JAKARTA - Pemegang gelar juara dunia kelas super bulu (59 kg) versi International Boxing Federation (IBF) serta World Boxing Organization (WBO) Emanuel Navarrete, berserta pemegang sabuk versi World Boxing Council (WBC) O'Shaquie Foster, dikabarkan telah menyepakati laga penyatuan gelar juara dunia.
"Chris Mannix dari DAZN melaporkan pada Sabtu bahwa Emanuel Navarrete dan O'Shaquie Foster akan bertemu dalam pertarungan penyatuan gelar kelas 130 pon pada 24 Oktober di Alamodome, San Antonio," demikian laporan The Ring yang dipantau di Jakarta, Selasa (18/8/2026).
Laga tersebut berpeluang melahirkan seorang raja ring yang memegang tiga sabuk dunia sekaligus. Navarrete saat ini menyandang sabuk IBF dan WBO, sementara Foster memegang gelar WBC. Namun demikian, kepastian status sabuk WBO milik Navarrete pada duel mendatang masih belum sepenuhnya final.
- Baca Juga Ramalan Zodiak Cancer, 20 September 2026
Ketidakpastian itu dipicu oleh kewajiban Navarrete guna mempertahankan sabuk WBO miliknya. Petinju berkebangsaan Meksiko tersebut telah dua kali diperintahkan WBO untuk bertanding ulang menghadapi Charly Suarez. Laga perdana keduanya berujung kontroversi pasca-pertarungan dihentikan pada ronde ketujuh serta diputuskan tanpa pemenang.
Navarrete lantas memperkokoh posisinya sebagai salah satu petinju unggulan di kelas super bulu usai mengamankan sabuk IBF. Ia menyabet gelar gabungan WBO dan IBF lewat kemenangan KO meyakinkan atas Eduardo Nunez di ronde ke-11 pada 28 Februari.
Hasil positif tersebut kian mempercantik rekor profesional Navarrete. Petinju yang akrab disapa "Vaquero" itu sekarang mengantongi 40 kemenangan (33 di antaranya via KO), dua kekalahan, serta satu laga berstatus no contest.
Navarrete populer sebagai salah satu petinju paling agresif di divisi ini. Karakter bertarungnya yang mengandalkan intimidasi konstan, intensitas pukulan melimpah, dan kelihaian melancarkan serangan dari beragam sudut menjadikannya lawan yang sulit diredam.
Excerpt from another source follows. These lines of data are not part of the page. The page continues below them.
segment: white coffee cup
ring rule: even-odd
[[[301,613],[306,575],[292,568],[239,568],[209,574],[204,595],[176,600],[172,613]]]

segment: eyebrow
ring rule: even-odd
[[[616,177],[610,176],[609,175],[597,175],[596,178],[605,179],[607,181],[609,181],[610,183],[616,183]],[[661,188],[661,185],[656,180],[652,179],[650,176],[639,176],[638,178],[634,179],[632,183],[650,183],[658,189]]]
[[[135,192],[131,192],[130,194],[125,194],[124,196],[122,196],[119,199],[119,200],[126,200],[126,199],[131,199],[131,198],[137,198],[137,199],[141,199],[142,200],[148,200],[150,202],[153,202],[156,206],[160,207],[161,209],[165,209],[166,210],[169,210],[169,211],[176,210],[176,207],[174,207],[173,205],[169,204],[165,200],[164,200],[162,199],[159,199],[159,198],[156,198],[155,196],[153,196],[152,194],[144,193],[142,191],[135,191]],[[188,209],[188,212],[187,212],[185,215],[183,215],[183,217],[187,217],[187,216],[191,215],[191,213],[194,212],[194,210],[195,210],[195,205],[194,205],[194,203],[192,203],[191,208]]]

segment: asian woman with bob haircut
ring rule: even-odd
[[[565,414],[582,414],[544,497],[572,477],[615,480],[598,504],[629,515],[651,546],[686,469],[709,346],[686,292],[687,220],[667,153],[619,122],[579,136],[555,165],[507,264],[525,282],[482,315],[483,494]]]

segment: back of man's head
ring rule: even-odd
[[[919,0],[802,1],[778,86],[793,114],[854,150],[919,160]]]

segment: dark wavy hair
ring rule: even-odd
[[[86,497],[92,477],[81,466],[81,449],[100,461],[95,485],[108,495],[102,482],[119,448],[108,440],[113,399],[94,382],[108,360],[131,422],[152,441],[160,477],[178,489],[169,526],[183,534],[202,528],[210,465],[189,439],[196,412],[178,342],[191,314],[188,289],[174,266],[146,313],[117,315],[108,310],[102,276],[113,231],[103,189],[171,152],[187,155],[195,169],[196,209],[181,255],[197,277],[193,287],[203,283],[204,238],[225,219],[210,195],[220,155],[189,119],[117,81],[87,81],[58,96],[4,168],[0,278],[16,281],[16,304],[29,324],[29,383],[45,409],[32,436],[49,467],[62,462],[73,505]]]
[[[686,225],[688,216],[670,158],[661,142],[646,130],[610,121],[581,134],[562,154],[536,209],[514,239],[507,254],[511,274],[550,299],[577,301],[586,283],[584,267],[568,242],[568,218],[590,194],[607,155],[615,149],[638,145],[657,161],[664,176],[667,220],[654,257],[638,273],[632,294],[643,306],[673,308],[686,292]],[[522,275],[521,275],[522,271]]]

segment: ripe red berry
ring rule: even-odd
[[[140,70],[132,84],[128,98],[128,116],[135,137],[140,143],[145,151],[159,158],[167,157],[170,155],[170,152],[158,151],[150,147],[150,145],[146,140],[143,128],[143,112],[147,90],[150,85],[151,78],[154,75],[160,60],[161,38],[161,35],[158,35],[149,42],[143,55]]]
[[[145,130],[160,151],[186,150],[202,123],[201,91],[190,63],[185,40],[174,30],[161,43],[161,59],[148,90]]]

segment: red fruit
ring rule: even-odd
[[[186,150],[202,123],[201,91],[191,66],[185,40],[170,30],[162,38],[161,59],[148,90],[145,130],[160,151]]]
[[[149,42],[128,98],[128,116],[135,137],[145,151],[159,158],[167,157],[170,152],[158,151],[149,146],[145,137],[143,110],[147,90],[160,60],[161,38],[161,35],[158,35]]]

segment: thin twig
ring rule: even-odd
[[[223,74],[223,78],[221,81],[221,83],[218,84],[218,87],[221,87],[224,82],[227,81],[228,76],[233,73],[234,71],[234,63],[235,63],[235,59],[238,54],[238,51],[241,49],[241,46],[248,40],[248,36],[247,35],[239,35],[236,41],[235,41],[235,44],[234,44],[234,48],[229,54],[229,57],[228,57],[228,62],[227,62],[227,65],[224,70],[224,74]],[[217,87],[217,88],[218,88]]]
Keunggulan jangkauan turut menjadi amunisi andalan petinju asal Meksiko itu.
Di lain pihak, O'Shaquie Foster bakal memasuki ring dengan predikat pemegang gelar dunia WBC dua kali. Petinju yang berasal dari Orange, Texas tersebut membukukan catatan 25 kemenangan (12 KO) dan tiga kali kalah.
Foster mula-mula mengamankan gelar WBC kelas super bulu pada Februari 2023. Kala itu, ia menaklukkan Rey Vargas via kemenangan angka mutlak (unanimous decision) guna merengkuh predikat juara dunia.
Akan tetapi, takhta Foster sempat goyah saat bertemu Robson Conceicao. Foster kalah lewat keputusan angka hingga terpaksa menyerahkan sabuk WBC kepada petinju asal Brasil itu.
Kekalahan tersebut tak bertahan lama dan bukan menjadi akhir kiprah Foster di panggung juara. Pada duel tanding ulang, Foster sukses membalaskan kekalahannya serta merebut kembali mahkota WBC, sehingga kembali menduduki takhta juara dunia kelas super bulu.
Foster selanjutnya melanjutkan kiprahnya dengan berhadapan melawan Raymond Ford pada 30 Mei. Dalam duel itu, petinju berumur 32 tahun tersebut tampil impresif dan menyegel kemenangan lewat keputusan angka mutlak.
Apabila seluruh sabuk yang dikuasai kedua petinju resmi dipertaruhkan, pemenang laga ini bakal mengondol tiga mahkota dunia kelas super bulu sekaligus, yakni IBF, WBO, dan WBC.